Extratropical cyclones can bring mild weather with a little rain and surface winds of 15–30 km/h (10–20 mph), or they can be cold and dangerous with torrential rain and winds exceeding 119 km/h (74 mph), (sometimes referred to as windstorms in Europe). The band of precipitation that is associated with the warm front is often extensive. In mature extratropical cyclones, an area known as the comma head on the northwest periphery of the surface low can be a region of heavy precipitation, frequent thunderstorms, and thundersnows. Cyclones tend to move along a predictable path at a moderate rate of progress. During fall, winter, and spring, the atmosphere over continents can be cold enough through the depth of the troposphere to cause snowfall.
Explosive development of extratropical cyclones can be sudden. The storm known in the UK as the "Great Storm of 1987" deepened to 953 millibars (28.14 inHg) with a highest recorded wind of 220 km/h (137 mph), resulting in the loss of 19 lives, 15 million trees, widespread damage to homes and an estimated economic cost of £1.2 billion (US$2.3 billion).

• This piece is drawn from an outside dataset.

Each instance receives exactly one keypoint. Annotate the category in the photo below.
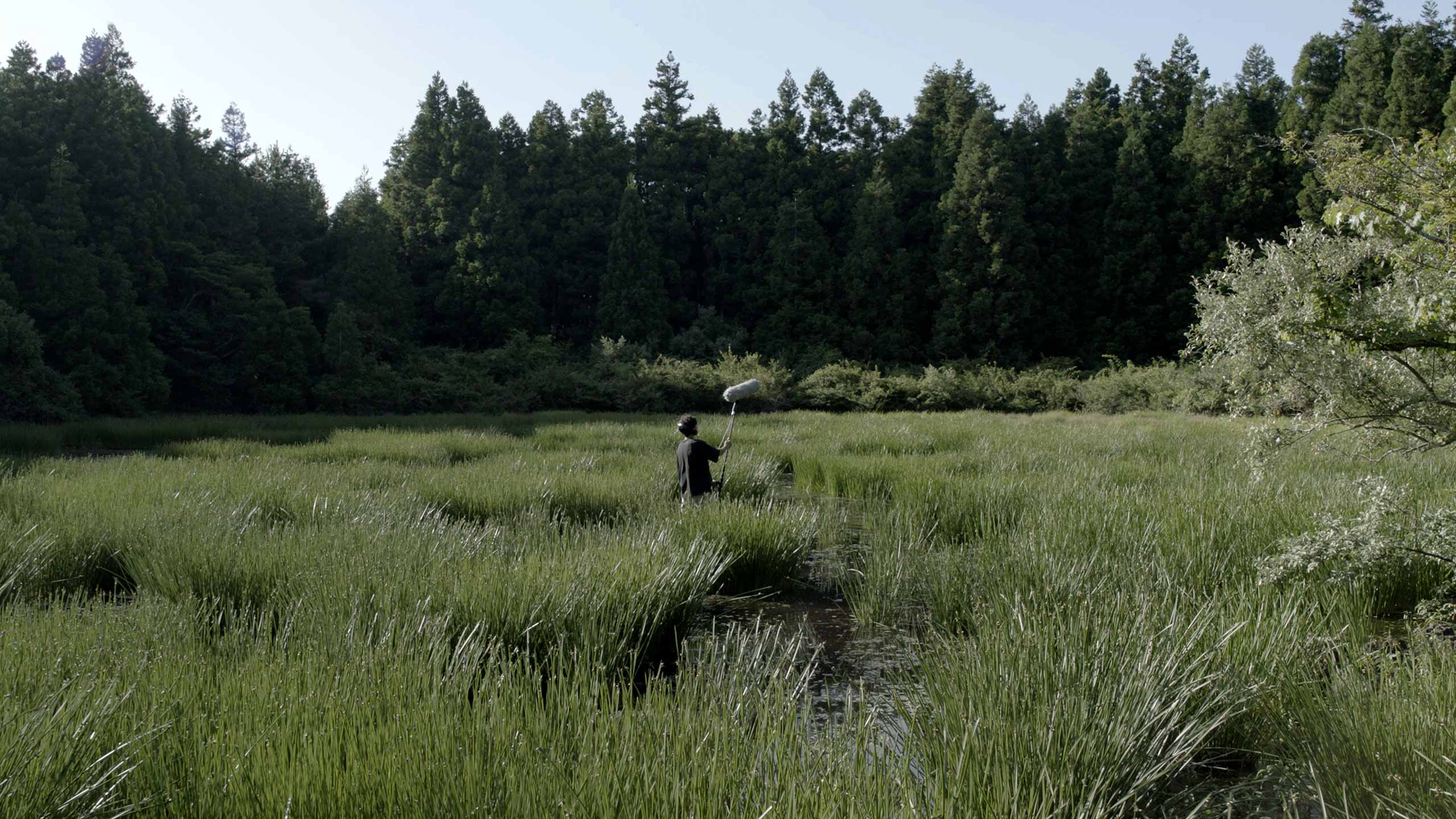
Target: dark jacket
(693, 475)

Although most tropical cyclones that become extratropical quickly dissipate or are absorbed by another weather system, they can still retain winds of hurricane or gale force. In 1954, Hurricane Hazel became extratropical over North Carolina as a strong Category 3 storm. The Columbus Day Storm of 1962, which evolved from the remains of Typhoon Freda, caused heavy damage in Oregon and Washington, with widespread damage equivalent to at least a Category 3. In 2005, Hurricane Wilma began to lose tropical characteristics while still sporting Category 3-force winds (and became fully extratropical as a Category 1 storm).